A pair of Ferzes was indeed worth 3, as you indicate (2 x 1.35 + 0.3), so slightly less than a Knight (3.25). I never tried to measure the pair bonus; the Fairy-Max engine is not a very good tool for that, as there is no pair bonus in its evaluation. So it often needlessly trades a pair advantage away. I should really do a systematic study of pair bonuses one time with an engine that recognizes those. Lately I have started to suspect that pair bonuses have little to do with color binding, but are a consequence of the fact that the move patters of two unlike Bishops can have so many orthogonal contacts.
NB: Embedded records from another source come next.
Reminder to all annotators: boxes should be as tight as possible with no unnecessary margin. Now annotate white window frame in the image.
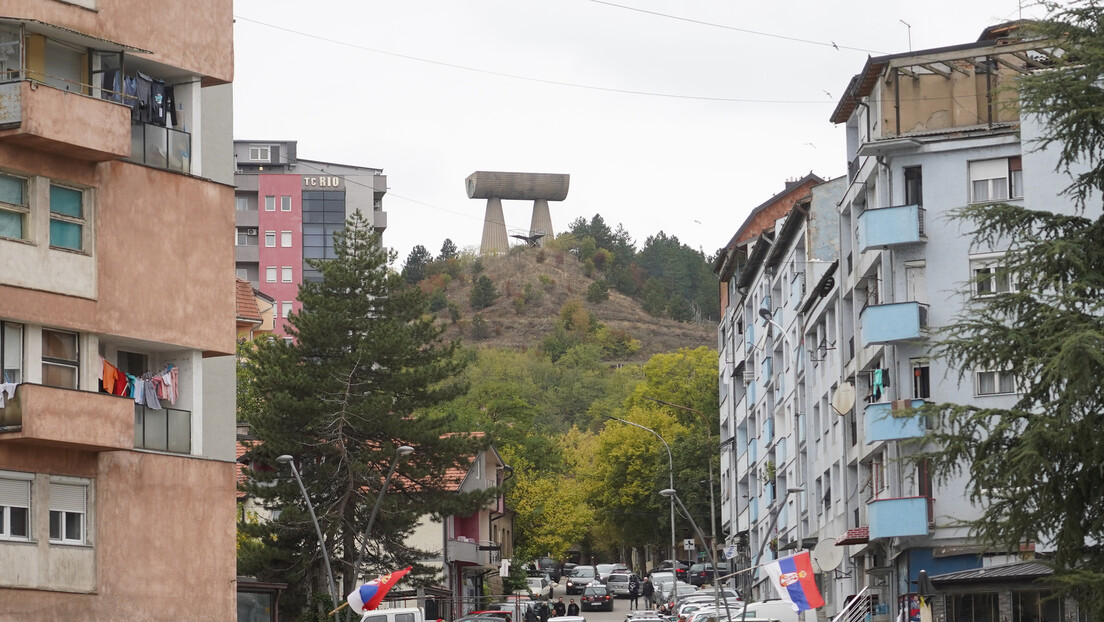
[0,471,34,541]
[250,145,273,162]
[969,253,1020,298]
[50,477,89,545]
[0,172,31,240]
[974,369,1019,398]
Wildebeest is more like 6.5-7. That is a lot of synergy, if N=3.25 and C=2.25. But the value of the Camel is much suppressed compared to other 8-target leapers because it is very easily lost in the end-game: chasing it away from the center brings it very close to the edge, where so many of its moves fall outside the board that it gets easily trapped. The Wildebeest no longer has that problem.
While some are just guesses and assumptions by me (marked with ?) others are basically factual, based on many computer games.(Credits to HGmuller for those)
Pawn:1
Knight:3.25
Bishop:3.25 (0.5 for pair)
Rook:5
Queen:9.5
Empress:9
Princess:8.75
Ferz:1.35(0.3 for pair) (?)
I'd say a pair of them (on opposite colors) are around the same value as a knight.
Wazir:1.125 (?)
Prince (non-royal king) :3 (?)
Knight rider:4 (?)
Wildebeast:5.75 (?)
Camel:2.25 (?)
Amazon:13.25 (?)
Jester (Can move like a wazir,3 times in one turn,basically wazir to the power of 3):8 (?)